Minimum qualifications for the ideal future caregiver include:

  • Bachelor's degree in Nursing, Healthcare Administration or Business Administration

  • Completion of an accredited Registered Nursing RN Program

  • Proficiency with standard office equipment, including copiers, fax machines, personal computers, as well as Microsoft Office and clinical and financial computer systems

  • Three years of nursing clinical experience

  • Two years of recent Utilization Review/Care Management experience

  • One year of healthcare management experience

  • Current valid license in the State of Florida as a Registered Nurse (RN)

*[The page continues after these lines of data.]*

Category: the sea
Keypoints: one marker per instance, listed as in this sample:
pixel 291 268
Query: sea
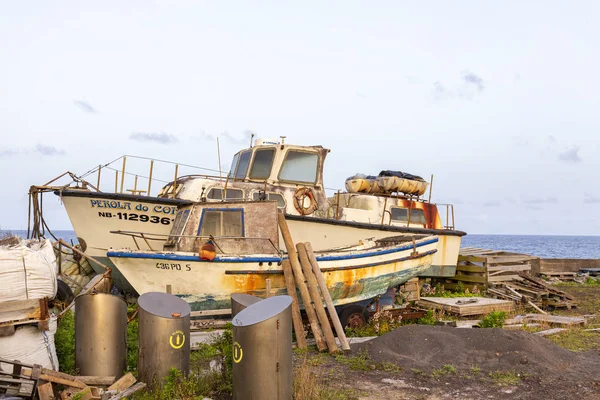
pixel 540 246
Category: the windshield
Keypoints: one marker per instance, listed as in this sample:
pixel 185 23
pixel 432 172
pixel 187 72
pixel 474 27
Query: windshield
pixel 242 168
pixel 263 161
pixel 233 165
pixel 299 167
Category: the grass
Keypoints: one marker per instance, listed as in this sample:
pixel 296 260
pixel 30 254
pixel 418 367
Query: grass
pixel 307 386
pixel 495 319
pixel 359 362
pixel 445 370
pixel 64 339
pixel 504 378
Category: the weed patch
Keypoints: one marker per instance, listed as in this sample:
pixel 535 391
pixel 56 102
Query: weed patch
pixel 495 319
pixel 504 378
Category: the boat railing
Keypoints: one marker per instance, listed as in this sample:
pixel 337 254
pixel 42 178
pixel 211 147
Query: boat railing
pixel 164 237
pixel 449 215
pixel 143 181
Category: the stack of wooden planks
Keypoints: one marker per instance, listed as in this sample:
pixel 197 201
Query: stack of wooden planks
pixel 534 292
pixel 483 268
pixel 463 306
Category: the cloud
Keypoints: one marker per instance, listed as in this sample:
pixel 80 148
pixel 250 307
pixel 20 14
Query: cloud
pixel 48 150
pixel 161 137
pixel 243 139
pixel 472 79
pixel 440 92
pixel 84 106
pixel 9 152
pixel 591 199
pixel 570 156
pixel 470 85
pixel 493 203
pixel 538 200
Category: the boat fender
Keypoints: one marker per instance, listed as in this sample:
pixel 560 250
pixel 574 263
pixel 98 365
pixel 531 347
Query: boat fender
pixel 299 201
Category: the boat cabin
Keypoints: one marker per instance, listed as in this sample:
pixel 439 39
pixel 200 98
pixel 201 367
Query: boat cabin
pixel 292 176
pixel 248 227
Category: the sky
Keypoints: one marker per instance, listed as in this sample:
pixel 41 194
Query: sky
pixel 499 100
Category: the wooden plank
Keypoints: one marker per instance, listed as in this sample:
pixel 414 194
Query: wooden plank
pixel 313 289
pixel 45 391
pixel 301 282
pixel 135 388
pixel 513 267
pixel 555 319
pixel 339 329
pixel 97 380
pixel 123 383
pixel 470 278
pixel 470 268
pixel 549 332
pixel 57 377
pixel 502 278
pixel 296 316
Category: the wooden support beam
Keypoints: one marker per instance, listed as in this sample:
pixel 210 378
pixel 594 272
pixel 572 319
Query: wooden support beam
pixel 313 289
pixel 300 282
pixel 339 329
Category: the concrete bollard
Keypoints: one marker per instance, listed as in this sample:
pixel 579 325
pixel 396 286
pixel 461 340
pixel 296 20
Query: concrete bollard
pixel 262 350
pixel 239 301
pixel 100 335
pixel 164 336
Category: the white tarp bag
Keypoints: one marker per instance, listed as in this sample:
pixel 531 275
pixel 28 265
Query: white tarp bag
pixel 30 346
pixel 28 271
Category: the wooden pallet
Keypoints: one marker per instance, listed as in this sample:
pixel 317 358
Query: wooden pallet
pixel 535 292
pixel 482 268
pixel 463 306
pixel 562 275
pixel 14 383
pixel 23 312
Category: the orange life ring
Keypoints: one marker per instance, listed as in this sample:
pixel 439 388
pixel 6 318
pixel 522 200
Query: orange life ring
pixel 299 201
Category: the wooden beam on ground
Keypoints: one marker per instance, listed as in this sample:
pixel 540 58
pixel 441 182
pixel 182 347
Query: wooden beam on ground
pixel 296 316
pixel 135 388
pixel 313 289
pixel 57 377
pixel 97 380
pixel 123 383
pixel 339 329
pixel 301 282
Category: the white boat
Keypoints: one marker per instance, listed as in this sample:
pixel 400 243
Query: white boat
pixel 245 239
pixel 289 174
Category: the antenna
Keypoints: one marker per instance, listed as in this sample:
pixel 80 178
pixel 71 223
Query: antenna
pixel 219 157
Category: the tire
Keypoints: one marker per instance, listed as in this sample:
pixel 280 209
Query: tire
pixel 64 292
pixel 353 316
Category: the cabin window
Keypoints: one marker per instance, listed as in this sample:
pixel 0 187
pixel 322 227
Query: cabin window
pixel 242 168
pixel 263 161
pixel 231 194
pixel 234 165
pixel 299 166
pixel 178 225
pixel 271 196
pixel 417 216
pixel 222 222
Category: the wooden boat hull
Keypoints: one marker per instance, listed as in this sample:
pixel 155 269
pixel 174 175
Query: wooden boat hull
pixel 350 276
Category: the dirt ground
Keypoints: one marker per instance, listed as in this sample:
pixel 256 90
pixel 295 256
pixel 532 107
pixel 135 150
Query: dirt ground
pixel 431 362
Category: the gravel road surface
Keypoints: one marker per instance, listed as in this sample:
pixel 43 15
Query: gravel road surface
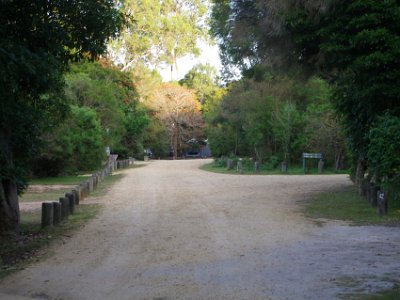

  • Basic Life Support (BLS) through American Heart Association (AHA) or American Red Cross

  • Working knowledge of multiple clinical areas, financial and data analysis, reimbursement practices, preadmission and concurrent review practices

  • Advanced understanding of payer issues

  • Experience with licensing and accreditation standards, regulatory standards, Utilization Review methodology and theory

  • Knowledge of multiple data base systems; clinical, financial and registration

  • Advanced knowledge of information, data, and project management

  • Advanced knowledge of unit operations, performance improvement/utilization management, regulatory and professional standards, evidence-based practice patient safety/risk management, and outcomes management

  • Strong clinical nursing experience and clinical judgment

Preferred qualifications for the ideal future caregiver include:

  • Master's degree

  • Demonstrated experience in Project Management, Change Management and/or Program Development

  • Certified Professional in Utilization Review or Certified Case Manager

  • Two years of prior leadership experience in Utilization Management

  • Knowledge of appeals and denial management

  • Knowledge of medical necessities criteria

Physical Requirements:

  • Requires walking, standing, and sitting for long periods of time.

  • Requires constant attention to detail, reading of medical records, and meeting deadlines.

  • Works in an environment where there is some discomfort due to dust, noise, temperature.

Personal Protective Equipment:

  • Follows Standard Precautions using personal protective equipment.

Pay Range

Minimum Annual Salary: $76,540.00

Maximum Annual Salary: $116,747.50

The pay range displayed on this job posting reflects the anticipated range for new hires. A successful candidate's actual compensation will be determined after taking factors into consideration such as the candidate's work history, experience, skill set and education. The pay range displayed does not include any applicable pay practices (e.g., shift differentials, overtime, etc.). The pay range does not include the value of Cleveland Clinic's benefits package (e.g., healthcare, dental and vision benefits, retirement savings account contributions, etc.).